INEP Revalida - Exame Nacional de Revalidação de Diplomas Médicos — Prova 2024
Uma gestante com 12 semanas de gestação comparece ao centro de saúde para mostrar os exames realizados e apresenta sorologia para toxoplasmose com IGM positiva e IGG negativa. Nesse momento, a conduta adequada é
Gestante IGM+ IGG- para toxoplasmose → iniciar espiramicina e repetir sorologia em 3 semanas.
IGM positivo e IGG negativo em gestante sugere infecção aguda recente ou falso-positivo. A conduta inicial é profilática com espiramicina para reduzir a transmissão vertical, enquanto se aguarda a confirmação da infecção recente com nova sorologia ou teste de avidez.

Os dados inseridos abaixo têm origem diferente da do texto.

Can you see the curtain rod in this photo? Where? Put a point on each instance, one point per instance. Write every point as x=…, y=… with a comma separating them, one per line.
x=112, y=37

A toxoplasmose na gestação é uma preocupação significativa devido ao risco de transmissão congênita e suas graves consequências para o feto. O diagnóstico sorológico é fundamental no pré-natal, e a interpretação dos resultados de IGM e IGG é crucial. IGM positivo e IGG negativo indicam uma possível infecção aguda recente, mas também podem ser um falso-positivo ou persistência de IGM de uma infecção mais antiga. A epidemiologia da toxoplasmose varia regionalmente, sendo importante a triagem universal em gestantes. A fisiopatologia da toxoplasmose congênita envolve a passagem do parasita Toxoplasma gondii através da placenta. O risco e a gravidade da infecção fetal são inversamente proporcionais à idade gestacional no momento da infecção materna. O diagnóstico de infecção recente é complexo e pode exigir a repetição da sorologia após algumas semanas para observar a soroconversão da IGG, ou a realização do teste de avidez de IGG, que ajuda a datar a infecção. Baixa avidez sugere infecção recente (nos últimos 3-4 meses). A conduta inicial, diante da suspeita de infecção aguda (IGM+ IGG-), é iniciar imediatamente a espiramicina. Este antibiótico atravessa a placenta, mas atua principalmente na placenta, reduzindo a parasitemia materna e, consequentemente, o risco de transmissão vertical para o feto. Após a confirmação da infecção fetal (por amniocentese ou ultrassonografia com sinais de infecção), o tratamento é alterado para pirimetamina, sulfadiazina e ácido folínico. O prognóstico fetal depende da idade gestacional da infecção e da prontidão do tratamento.
Essa combinação sugere uma infecção aguda recente ou um resultado falso-positivo. É crucial investigar mais a fundo para confirmar a infecção e determinar o momento da aquisição.
A espiramicina é iniciada profilaticamente para reduzir o risco de transmissão vertical do parasita para o feto, mesmo antes da confirmação definitiva da infecção materna recente.
O teste de avidez é útil para diferenciar infecções recentes (baixa avidez) de infecções antigas (alta avidez) quando a IGG já está presente, ajudando a datar a infecção e evitar tratamentos desnecessários.